Certes, le trac reste une composante majeure, mais la poétesse lutte contre elle en son immense besoin de liberté et de nature. Celle-ci, même au sein d’une classe, permet de s’envoler des cahiers d’écolier et des injonctions d’une institutrice.
Au moment de parler devant ses camarades de classe, le trac, l’émotivité paralysent l’auteure. Mais déjà à cette époque elle s’évade dans l’écriture et la créativité. Si bien que la « différence » qu’elle éprouve par rapport aux autres la sort de la dèche morale, mentale, physique provisoires.
L’émotive sait toutefois agir et, comme on dit, se raisonner. Le tout en jouant des mots et de ses joies. Danielle Helme découvre un plaisir qui ressemble aux autres jeux habituels dans les cours de récréation.

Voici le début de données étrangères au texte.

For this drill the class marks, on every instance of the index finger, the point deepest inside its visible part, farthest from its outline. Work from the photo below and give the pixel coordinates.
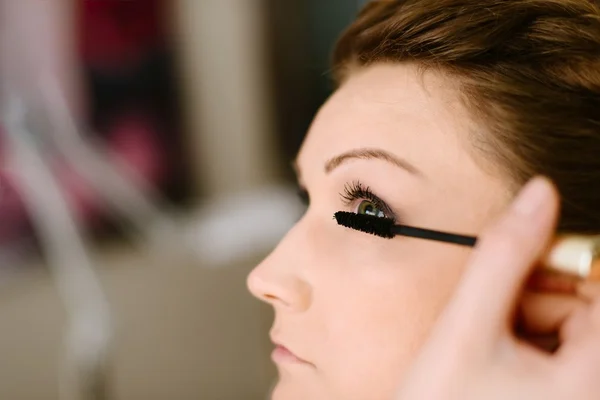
(506, 253)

Elle préfère la re-création, déjà de manière naturelle, que sa poésie rappelle, finement associée aux illustrations de Mick Elli. De fait, elle invente un livre, sinon de choses, de sagesse pour les enfants qui, comme elle, connaissent la même émotivité, la même peur des autres.
Ici, ses mots dansent avec tout ce qui est, animaux familiers ou autres compris : « Je comprends que l’araignée ne se sent pas coupable / Et qu’elle n’est pas fiable. » Face aux problèmes, elle les efface « Avant d’avoir trouvé une solution qui me satisfasse. »
Lecteurs, soyez rassurés, une telle poétesse fait le bon ménage.
jean-paul gavard-perret
Danielle Helme, C’est curieux j’ai le trac, Dessins de Mick Elli, Préface de Paul Fournel, Ed. Via Domitia, 2024, 54 p.